Según la universidad de Carnegie Mellon en su estudio The Cost of Reading Privacy Policies, logró concluir que una persona promedio tardaría dos meses, dos semanas y dos días en leer los términos y condiciones de los servicios utilizados en el lapso de un año. Información que no solo nos habla de tiempo, sino también de la cantidad de contratos virtuales – que una persona promedio- celebra al año.

Para dar una claridad al asunto, actualmente y mostrando una postura global, se ha podido entender, según la doctrina y jurisprudencia internacional, el tema de términos y condiciones como un contrato virtual. De este supuesto se desprenden dos vertientes principales:

La primera es la llamada click-wrap contract, se refiere a un tipo de contrato en el que el interesado debe consentir los términos y condiciones antes de disponer del producto o servicio. Generalmente los clickwrap solicitan el consentimiento de los usuarios finales pulsando el botón “Acepto”. El interesado puede oponerse al acuerdo cancelando o cerrando la ventana. Una vez rechazado, el usuario no puede utilizar el servicio o producto.

Además, aparece el browsewrap contract, que indica un convenio sobre un sitio web que sujeta al usuario a los términos de uso del lugar para que este disponga de dicha página. Para que un acuerdo de browsewrap sea posible, el sitio web tiene que brindar una advertencia del acuerdo y el usuario debe dar su consentimiento. Este tipo de contrato, habitualmente establece que el uso de la página electrónica supone la aprobación del acuerdo.

De esta forma, dicha autorización solamente puede entenderse como jurídicamente demostrativa en la medida en que exista un contrato; punto que varía, debido a que en muchos casos dicha aceptación carece de las solemnidades para la formación del consentimiento. En el caso que el contrato se materialice sin ningún tipo de falta el proveedor estará́ obligado a enviar la validación del acto por cualquier tipo de medio que garantice la recepción de la información la cual debe tener una copia clara y legible de lo contratado.

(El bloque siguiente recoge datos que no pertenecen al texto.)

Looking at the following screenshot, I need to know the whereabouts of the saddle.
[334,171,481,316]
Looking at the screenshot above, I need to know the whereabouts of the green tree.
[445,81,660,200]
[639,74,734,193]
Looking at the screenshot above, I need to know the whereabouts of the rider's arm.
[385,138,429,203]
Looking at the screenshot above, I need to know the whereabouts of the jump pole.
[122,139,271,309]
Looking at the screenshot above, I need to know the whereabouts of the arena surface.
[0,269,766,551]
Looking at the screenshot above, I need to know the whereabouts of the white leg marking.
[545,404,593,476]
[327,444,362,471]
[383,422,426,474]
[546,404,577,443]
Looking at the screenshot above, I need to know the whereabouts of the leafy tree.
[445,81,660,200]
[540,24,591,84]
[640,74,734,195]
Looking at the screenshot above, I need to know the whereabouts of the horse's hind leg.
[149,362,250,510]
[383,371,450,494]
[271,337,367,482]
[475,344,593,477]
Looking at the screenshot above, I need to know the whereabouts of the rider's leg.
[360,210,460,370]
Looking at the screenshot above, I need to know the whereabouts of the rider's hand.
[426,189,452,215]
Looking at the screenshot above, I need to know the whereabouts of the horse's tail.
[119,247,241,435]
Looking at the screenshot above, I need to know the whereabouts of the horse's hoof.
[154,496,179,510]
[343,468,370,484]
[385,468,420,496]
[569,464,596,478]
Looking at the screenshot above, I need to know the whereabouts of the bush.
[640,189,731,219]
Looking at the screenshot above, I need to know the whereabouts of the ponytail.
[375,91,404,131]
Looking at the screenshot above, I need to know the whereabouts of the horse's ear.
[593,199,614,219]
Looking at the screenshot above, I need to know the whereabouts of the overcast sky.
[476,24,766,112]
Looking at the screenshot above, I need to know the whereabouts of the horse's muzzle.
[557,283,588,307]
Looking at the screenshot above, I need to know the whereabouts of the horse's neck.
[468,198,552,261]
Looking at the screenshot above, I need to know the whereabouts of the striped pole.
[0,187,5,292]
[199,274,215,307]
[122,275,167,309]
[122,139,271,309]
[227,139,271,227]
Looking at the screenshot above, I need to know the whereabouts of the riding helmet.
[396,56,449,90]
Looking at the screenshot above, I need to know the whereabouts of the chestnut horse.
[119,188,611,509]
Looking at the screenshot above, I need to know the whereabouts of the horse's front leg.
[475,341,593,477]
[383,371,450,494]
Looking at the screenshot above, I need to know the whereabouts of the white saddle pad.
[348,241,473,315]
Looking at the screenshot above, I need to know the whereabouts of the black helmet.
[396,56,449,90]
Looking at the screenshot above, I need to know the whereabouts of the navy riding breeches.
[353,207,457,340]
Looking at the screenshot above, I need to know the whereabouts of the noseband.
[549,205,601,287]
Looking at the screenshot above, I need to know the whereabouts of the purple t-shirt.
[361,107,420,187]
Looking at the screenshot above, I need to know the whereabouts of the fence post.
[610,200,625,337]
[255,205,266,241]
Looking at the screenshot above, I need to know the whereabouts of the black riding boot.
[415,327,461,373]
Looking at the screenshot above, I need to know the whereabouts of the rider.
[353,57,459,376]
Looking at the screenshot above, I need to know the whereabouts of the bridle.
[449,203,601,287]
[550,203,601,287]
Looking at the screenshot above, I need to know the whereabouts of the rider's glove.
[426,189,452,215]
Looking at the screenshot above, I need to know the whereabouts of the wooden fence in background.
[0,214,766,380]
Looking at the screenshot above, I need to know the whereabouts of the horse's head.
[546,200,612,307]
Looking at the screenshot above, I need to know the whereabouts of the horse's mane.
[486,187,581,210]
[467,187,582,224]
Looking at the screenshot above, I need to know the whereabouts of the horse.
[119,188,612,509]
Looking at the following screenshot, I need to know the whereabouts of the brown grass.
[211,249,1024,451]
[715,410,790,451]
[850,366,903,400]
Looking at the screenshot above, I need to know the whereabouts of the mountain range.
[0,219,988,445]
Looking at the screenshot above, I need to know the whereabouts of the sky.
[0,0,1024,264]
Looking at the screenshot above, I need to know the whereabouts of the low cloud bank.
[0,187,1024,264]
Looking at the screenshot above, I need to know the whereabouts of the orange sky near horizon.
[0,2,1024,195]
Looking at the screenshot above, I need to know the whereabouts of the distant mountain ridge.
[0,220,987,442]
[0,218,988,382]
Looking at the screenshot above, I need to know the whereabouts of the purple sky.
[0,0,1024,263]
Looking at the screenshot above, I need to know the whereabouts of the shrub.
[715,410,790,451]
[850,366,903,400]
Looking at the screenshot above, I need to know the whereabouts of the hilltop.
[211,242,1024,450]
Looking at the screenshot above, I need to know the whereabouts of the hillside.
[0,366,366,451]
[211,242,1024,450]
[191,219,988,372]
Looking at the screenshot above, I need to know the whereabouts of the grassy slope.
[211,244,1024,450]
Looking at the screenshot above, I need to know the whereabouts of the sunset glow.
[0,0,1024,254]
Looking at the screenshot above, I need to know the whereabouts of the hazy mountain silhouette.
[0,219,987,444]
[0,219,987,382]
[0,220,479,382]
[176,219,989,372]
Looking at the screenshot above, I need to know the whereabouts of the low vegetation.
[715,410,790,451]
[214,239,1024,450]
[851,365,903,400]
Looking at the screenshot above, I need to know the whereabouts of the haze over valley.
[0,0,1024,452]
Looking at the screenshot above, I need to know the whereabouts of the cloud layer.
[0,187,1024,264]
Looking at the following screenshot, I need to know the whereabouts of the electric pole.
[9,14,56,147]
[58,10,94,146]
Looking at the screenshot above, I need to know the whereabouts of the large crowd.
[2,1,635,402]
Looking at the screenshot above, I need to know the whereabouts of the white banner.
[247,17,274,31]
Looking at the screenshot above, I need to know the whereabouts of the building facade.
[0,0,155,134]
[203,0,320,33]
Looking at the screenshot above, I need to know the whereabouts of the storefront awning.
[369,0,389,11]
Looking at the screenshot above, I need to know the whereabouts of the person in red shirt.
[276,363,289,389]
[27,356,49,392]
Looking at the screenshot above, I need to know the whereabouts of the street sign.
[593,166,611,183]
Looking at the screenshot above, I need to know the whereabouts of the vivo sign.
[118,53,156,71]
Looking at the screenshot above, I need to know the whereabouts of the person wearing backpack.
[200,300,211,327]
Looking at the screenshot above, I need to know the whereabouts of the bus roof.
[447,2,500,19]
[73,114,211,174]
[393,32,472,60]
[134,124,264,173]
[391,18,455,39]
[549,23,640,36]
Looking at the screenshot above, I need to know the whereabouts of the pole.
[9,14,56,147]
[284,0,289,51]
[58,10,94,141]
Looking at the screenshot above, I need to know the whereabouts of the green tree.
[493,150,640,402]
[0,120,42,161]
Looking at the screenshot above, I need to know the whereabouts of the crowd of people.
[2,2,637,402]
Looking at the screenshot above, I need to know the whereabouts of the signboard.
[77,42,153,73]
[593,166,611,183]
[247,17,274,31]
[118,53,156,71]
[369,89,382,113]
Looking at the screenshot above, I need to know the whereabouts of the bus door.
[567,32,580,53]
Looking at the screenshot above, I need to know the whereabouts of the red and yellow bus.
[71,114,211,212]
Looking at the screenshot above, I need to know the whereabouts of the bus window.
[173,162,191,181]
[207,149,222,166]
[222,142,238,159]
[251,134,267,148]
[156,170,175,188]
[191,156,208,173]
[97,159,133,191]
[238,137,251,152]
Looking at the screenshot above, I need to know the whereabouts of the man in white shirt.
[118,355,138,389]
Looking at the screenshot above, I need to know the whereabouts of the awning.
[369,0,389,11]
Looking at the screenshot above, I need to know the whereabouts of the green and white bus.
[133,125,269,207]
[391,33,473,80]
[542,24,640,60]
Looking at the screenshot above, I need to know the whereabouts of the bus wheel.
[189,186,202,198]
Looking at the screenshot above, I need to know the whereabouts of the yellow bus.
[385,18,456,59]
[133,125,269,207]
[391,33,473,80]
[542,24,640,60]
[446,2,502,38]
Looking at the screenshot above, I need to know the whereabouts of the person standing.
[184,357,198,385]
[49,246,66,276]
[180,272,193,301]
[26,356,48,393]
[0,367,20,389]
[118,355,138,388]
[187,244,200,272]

Así las cosas, aceptar los términos y condiciones se expresa como una manifestación de la autonomía de la voluntad privada; por lo cual toda obligación contractual adquirida, genera no solo beneficios sino responsabilidades. Globalmente, los sitios web deben crear sus políticas rigiéndose a la legislación aplicable a cada nación en la cual desarrollará la actividad, en el caso de Colombia existen temas regulados -y que suelen estar dentro de los términos y condiciones- que deben ceñirse estrictamente a la ley antes de ingresarlos a este contrato; cuestiones como el tratamiento de datos personales, manejo de la propiedad intelectual, derecho de privacidad, etc.

Por su parte, en el año 2007 y 2017, la American Bar Association (ABA) expuso en su artículo Online Contracts: May We Modify These Terms at Any Time, ¿Right?, una serie de consideraciones de buenas prácticas concernientes a este tema. La ABA menciona, que el usuario debe tener oportunidad de examinar el documento en su totalidad, de ser notificado acerca de la existencia de la cláusula, y los más importante, debe existir la buena fe en dicho acto contractual.

Según lo anterior, es posible hacer un símil del tema con la firma de un contrato de arrendamiento, de trabajo o de compra venta de un bien, sin realizar previamente las más minuciosa de las lecturas. Así que cada vez que visita un sitio web para usar cualquier cuenta de sus redes sociales, leer las noticias, inscribirse en cualquier curso virtual o hasta comprar un pantalón; el usuario se está comprometiendo con los términos contractuales en línea.

Esta es una coyuntura que influye a los internautas, personas naturales y jurídicas, y por ello, se debe tener cuidado a la hora de oprimir el botón “Acepto los términos y condiciones”, ya que en este contrato el usuario pone en juego y a disposición de los administradores del sitio, temas de propiedad intelectual, tratamiento de datos personales, política de privacidad y confidencialidad del acto que se está realizando, incluso se puede enlazar a un servicio de manera extensiva y casi perpetua.